Otti Berger – Book (detail), 1930 Otti berger- Fabric

In 1929 she was in Stockholm where she wrote a text on Swedish techniques that later influenced her instructional publication on weaving, Bindungslehre. Upon Stölzl's resignation, in 1931 she took over as director of the Bauhaus's textile department where she operated independently, building on her past experience as a student and her work as an experimental draughtsman, with a deep understanding of industrial needs and a conviction to find alternative solutions. She trained a new generation of women artists, incorporating production and practice into the program in addition to initial design. Among them emerged Zsuzsa Markos-Ney who worked in Paris and Etel Fodor-Mittag who later worked in South Africa. In 1932, however, the new director Mies van der Rohe entrusted the direction to another lecturer, German Lilly Reich (1885-1947). At this point Berger opened her own workshop in her Berlin apartment called Atelier für Textilien, using some looms purchased from the school. She began to establish fruitful collaborations with textile industries because of her innovative ideas, such as using plastic and artificial materials. It was then that she gave birth to practical and robust fabrics, with a wide range of colors, for domestic use that she named: pointé, heliotroop, and diagonal, decorated by abstract, geometric and essential shapes. Notable among others were collaborations with the Swiss Wohnbedarf AG, the manufactures C.F. Baumgartel and Sons, Schriever, Websky, Hartmann and Wiesen. She had also worked for the Dutch company De Ploeg, which sold its fabrics to the department stores Metz &Co and De Bijenkorf, imposing a new style in furniture that set the standard.

Otti Berger - Sample of Upholstery for Tubular Furniture - 1932-1937

Otti began to "sign" her creations with her own initials in small letters and in fact was the only one among those who came from the Bauhaus experience to be granted patents for her designs in two instances: one in Germany in 1934 and one in London in 1937. In 1936, however, the business was closed because of laws imposed by the Nazi government that prevented Jewish people from working. Otti went to London and hoped to reach the United States, where some former Bauhaus teachers, such as Ludwig Hilberseimer, had also moved. In Britain she supported herself with sporadic collaborations that included the Helios Ltd. and Marianne Straub (1909-94), an equally innovative designer. However, she had difficulty with the language, partly because of a hearing impairment, and also difficulty in social relationships, believing that population to be very reserved. She said she felt lonely and that to be accepted into a circle of friends would take at least ten years.
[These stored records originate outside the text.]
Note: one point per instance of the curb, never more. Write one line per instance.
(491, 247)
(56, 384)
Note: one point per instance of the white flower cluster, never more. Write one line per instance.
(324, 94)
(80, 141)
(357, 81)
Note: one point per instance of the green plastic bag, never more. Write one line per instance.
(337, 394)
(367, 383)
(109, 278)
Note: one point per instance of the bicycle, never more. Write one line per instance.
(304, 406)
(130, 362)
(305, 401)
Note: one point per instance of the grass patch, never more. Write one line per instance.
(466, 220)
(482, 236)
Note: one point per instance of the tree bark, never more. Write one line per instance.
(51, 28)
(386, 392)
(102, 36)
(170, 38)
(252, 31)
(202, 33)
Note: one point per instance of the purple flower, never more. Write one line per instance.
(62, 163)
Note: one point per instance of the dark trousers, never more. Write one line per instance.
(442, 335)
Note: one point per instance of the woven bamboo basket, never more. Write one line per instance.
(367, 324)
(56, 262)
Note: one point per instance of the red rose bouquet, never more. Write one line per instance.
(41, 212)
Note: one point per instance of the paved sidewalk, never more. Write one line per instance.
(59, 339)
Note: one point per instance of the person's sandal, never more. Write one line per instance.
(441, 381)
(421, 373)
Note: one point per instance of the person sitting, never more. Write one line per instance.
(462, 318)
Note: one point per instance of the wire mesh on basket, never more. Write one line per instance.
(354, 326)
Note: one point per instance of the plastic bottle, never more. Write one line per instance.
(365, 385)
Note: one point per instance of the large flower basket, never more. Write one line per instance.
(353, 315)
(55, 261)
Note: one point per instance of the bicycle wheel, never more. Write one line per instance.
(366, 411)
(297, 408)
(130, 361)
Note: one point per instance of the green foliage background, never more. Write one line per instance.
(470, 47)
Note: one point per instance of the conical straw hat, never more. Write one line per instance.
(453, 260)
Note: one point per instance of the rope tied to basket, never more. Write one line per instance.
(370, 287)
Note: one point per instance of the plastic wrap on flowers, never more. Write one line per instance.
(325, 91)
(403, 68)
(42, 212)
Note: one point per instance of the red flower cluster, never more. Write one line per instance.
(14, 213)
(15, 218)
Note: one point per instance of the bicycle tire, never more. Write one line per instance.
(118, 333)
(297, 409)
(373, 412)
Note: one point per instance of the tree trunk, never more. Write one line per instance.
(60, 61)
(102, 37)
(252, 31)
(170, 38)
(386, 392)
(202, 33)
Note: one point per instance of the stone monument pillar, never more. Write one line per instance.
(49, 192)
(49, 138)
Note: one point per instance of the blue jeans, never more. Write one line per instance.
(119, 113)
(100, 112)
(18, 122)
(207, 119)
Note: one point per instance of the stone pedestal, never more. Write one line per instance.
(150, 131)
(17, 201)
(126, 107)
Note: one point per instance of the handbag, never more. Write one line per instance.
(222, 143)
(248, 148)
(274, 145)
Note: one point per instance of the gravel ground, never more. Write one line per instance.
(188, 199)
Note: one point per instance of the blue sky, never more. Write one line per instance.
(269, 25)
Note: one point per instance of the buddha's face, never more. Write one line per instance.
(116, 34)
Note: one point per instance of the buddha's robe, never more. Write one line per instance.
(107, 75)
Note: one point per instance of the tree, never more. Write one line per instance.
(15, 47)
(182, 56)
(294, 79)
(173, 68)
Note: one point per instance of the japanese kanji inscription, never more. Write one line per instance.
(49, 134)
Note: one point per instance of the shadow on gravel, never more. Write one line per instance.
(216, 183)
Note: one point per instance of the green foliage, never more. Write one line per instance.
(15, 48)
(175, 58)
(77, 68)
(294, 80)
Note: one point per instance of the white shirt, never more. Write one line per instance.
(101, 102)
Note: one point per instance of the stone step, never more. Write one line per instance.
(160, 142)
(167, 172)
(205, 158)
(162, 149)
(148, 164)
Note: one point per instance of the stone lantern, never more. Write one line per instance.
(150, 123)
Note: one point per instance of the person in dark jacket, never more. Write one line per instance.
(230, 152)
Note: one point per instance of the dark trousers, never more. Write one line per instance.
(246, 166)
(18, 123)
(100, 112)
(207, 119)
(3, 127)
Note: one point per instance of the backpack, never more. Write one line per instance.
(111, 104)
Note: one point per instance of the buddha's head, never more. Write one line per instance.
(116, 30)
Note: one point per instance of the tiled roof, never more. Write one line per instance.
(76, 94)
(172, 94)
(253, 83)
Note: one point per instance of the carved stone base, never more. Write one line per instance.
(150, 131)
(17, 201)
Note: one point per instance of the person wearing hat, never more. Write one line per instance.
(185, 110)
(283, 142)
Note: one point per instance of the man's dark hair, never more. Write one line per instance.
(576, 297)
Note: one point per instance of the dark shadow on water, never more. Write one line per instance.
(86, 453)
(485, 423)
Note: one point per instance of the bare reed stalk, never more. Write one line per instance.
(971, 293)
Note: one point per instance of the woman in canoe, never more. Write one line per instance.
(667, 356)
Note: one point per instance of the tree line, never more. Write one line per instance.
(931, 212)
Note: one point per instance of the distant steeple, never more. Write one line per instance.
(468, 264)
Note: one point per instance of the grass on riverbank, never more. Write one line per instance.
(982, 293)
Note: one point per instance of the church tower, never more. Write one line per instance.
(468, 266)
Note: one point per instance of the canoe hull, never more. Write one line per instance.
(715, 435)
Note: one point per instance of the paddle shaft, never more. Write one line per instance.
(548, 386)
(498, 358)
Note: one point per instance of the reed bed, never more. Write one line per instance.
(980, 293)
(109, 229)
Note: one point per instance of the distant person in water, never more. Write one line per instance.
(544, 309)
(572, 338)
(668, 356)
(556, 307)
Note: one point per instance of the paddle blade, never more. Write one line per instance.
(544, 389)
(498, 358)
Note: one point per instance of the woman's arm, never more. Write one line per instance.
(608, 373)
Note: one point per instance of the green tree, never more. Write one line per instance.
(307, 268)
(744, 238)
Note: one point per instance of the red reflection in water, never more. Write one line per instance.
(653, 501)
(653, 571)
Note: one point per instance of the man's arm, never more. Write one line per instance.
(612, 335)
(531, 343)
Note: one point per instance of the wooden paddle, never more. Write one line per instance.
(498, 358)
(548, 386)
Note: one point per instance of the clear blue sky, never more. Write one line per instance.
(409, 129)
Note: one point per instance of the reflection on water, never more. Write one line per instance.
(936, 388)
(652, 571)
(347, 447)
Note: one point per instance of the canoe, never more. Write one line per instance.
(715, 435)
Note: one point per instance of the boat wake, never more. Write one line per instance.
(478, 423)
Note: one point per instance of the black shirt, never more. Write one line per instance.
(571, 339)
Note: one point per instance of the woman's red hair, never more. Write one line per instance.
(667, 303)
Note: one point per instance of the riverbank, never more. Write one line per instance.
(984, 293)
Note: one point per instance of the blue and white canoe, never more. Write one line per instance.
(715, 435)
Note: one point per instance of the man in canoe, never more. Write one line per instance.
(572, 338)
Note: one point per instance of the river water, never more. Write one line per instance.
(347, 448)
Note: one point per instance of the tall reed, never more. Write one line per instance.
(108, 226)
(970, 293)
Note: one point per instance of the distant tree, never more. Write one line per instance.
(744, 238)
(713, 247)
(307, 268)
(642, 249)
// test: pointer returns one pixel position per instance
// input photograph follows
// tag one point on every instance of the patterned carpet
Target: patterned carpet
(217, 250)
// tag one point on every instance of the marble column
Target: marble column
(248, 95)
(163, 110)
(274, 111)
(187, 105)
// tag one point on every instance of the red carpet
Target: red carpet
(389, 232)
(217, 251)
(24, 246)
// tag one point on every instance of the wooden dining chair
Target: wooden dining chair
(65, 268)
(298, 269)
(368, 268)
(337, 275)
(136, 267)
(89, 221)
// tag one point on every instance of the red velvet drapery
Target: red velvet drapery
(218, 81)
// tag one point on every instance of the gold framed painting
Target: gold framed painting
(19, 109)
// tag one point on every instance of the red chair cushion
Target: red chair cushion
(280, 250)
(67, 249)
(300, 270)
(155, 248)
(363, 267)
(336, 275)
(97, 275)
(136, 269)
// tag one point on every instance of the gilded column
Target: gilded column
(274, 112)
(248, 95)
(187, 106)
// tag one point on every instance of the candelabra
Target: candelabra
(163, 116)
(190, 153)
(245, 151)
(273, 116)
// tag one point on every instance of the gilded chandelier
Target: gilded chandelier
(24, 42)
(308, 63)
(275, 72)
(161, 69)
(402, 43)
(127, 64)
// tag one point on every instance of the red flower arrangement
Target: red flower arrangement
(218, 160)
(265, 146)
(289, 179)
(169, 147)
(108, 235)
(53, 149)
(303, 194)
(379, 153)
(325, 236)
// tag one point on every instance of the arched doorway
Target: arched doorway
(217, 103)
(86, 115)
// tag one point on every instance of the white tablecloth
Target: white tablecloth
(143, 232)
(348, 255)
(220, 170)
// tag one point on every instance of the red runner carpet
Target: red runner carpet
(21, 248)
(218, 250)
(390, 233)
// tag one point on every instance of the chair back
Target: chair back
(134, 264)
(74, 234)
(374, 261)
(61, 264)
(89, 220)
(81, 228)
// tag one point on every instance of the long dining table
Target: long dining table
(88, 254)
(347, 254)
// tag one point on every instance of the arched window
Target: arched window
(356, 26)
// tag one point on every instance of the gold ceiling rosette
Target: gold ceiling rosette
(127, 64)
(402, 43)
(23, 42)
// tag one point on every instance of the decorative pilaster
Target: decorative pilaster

In 1938 her former teacher Lazlo Moholy-Nagi invited her to Chicago, and Otti worked hard to obtain immigration papers and a visa as a worker. However, she was held back by various unfavorable circumstances - her mother had serious health problems and she was unable to find stable work in London, so she made the choice to return to Germany. In 1941 her father died, and the following year her mother. On April 27, 1944, with the remaining members of her family, she was deported, first to a camp in the Hungarian town of Mohács, then to Auschwitz and never returned. She was survived only by her brother Otto, who speculated about her untimely death in the gas chamber, perhaps because of her hearing problems.

Otti Berger Otti Berger – Headquarters of the Bauhaus School in Dessau

Although her life was short, Otti Berger left a powerful mark on textile art, and her works can now be found in various museums around the world, including the Metropolitan Museum of Art (New York's famous Met), the Busch-Reisinger Museum (part of the Harvard University Museum), the Art Institute of Chicago, within the Hilberseimer collection, and the National Museum in Oslo. Her artistic and creative influence, which was ahead of its time, spread throughout Europe through collaborations with trade magazines: Domus, the Swedish Spektrum, International Textiles (a German magazine published in several countries), and Der Konfektionar. Even today it is good to remember her sweet smile and recall her ingenious inventiveness, while observing how beautiful and innovative her creations were.